Li Yuting, Dai Zhijun, Cao Dan, Luo Feng, Chen Yuan, Yuan Zheming
Hunan Engineering & Technology Research Center for Agricultural Big Data Analysis & Decision-making, Hunan Agricultural University 410128 China
School of Computing, Clemson University Clemson SC USA.
RSC Adv. 2020 May 27;10(34):19852-19860. doi: 10.1039/d0ra00061b. eCollection 2020 May 26.
Quantitative structure-activity relationship models are used in toxicology to predict the effects of organic compounds on aquatic organisms. Common filter feature selection methods use correlation statistics to rank features, but this approach considers only the correlation between a single feature and the response variable and does not take into account feature redundancy. Although the minimal redundancy maximal relevance approach considers the redundancy among features, direct removal of the redundant features may result in loss of prediction accuracy, and cross-validation of training sets to select an optimal subset of features is time-consuming. In this paper, we describe the development of a feature selection method, Chi-MIC-share, which can terminate feature selection automatically and is based on an improved maximal information coefficient and a redundant allocation strategy. We validated Chi-MIC-share using three environmental toxicology datasets and a support vector regression model. The results show that Chi-MIC-share is more accurate than other feature selection methods. We also performed a significance test on the model and analyzed the single-factor effects of the reserved descriptors.

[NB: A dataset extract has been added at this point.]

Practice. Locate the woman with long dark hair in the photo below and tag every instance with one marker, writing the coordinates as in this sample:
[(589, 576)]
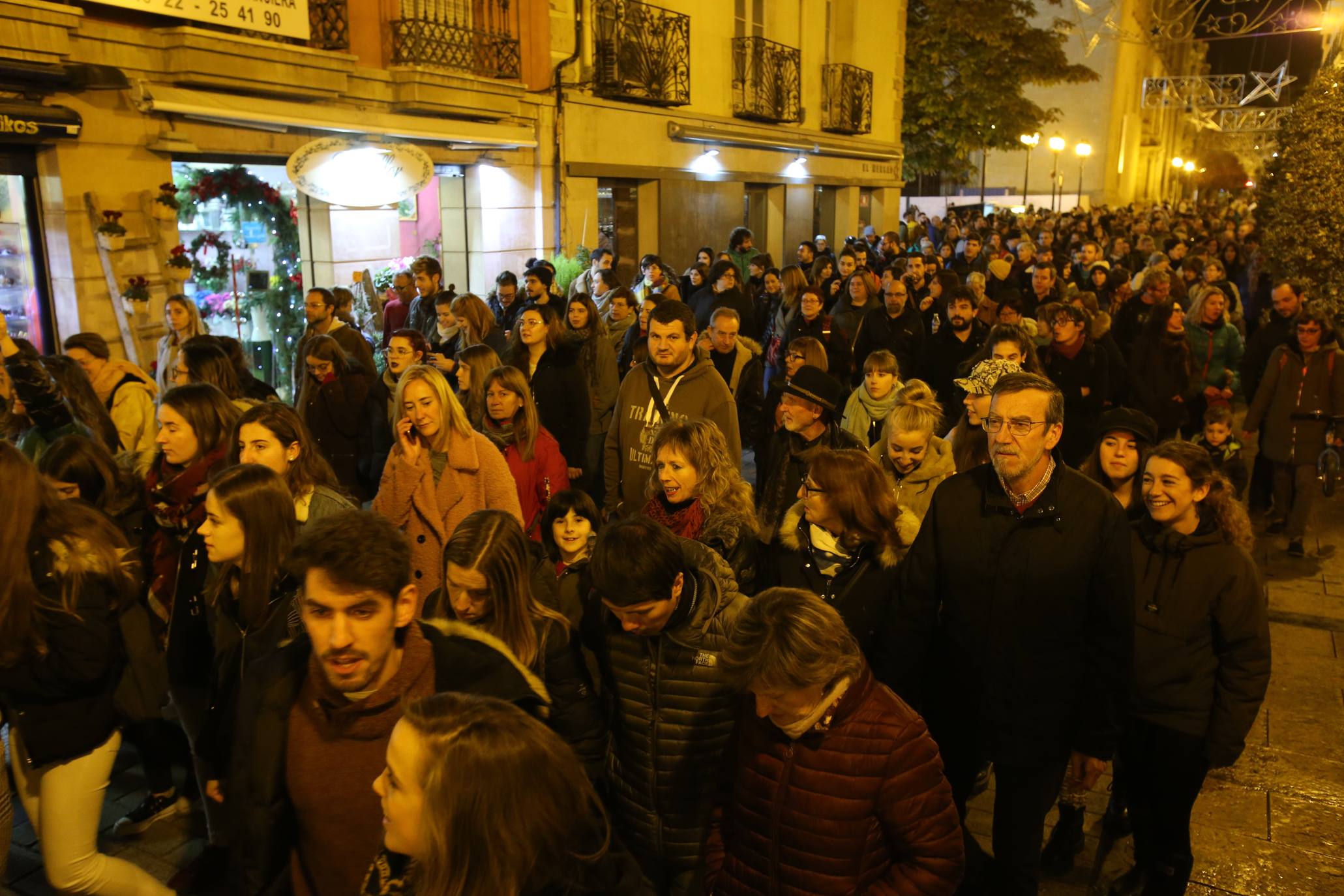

定量构效关系模型在毒理学中用于预测有机化合物对水生生物的影响。常见的过滤特征选择方法使用相关统计对特征进行排序,但这种方法仅考虑单个特征与响应变量之间的相关性,而没有考虑特征冗余。尽管最小冗余最大相关方法考虑了特征之间的冗余,但直接去除冗余特征可能会导致预测准确性的损失,并且对训练集进行交叉验证以选择最优特征子集非常耗时。在本文中,我们描述了一种特征选择方法Chi-MIC-share的开发,该方法基于改进的最大信息系数和冗余分配策略,可以自动终止特征选择。我们使用三个环境毒理学数据集和一个支持向量回归模型对Chi-MIC-share进行了验证。结果表明,Chi-MIC-share比其他特征选择方法更准确。我们还对模型进行了显著性检验,并分析了保留描述符的单因素效应。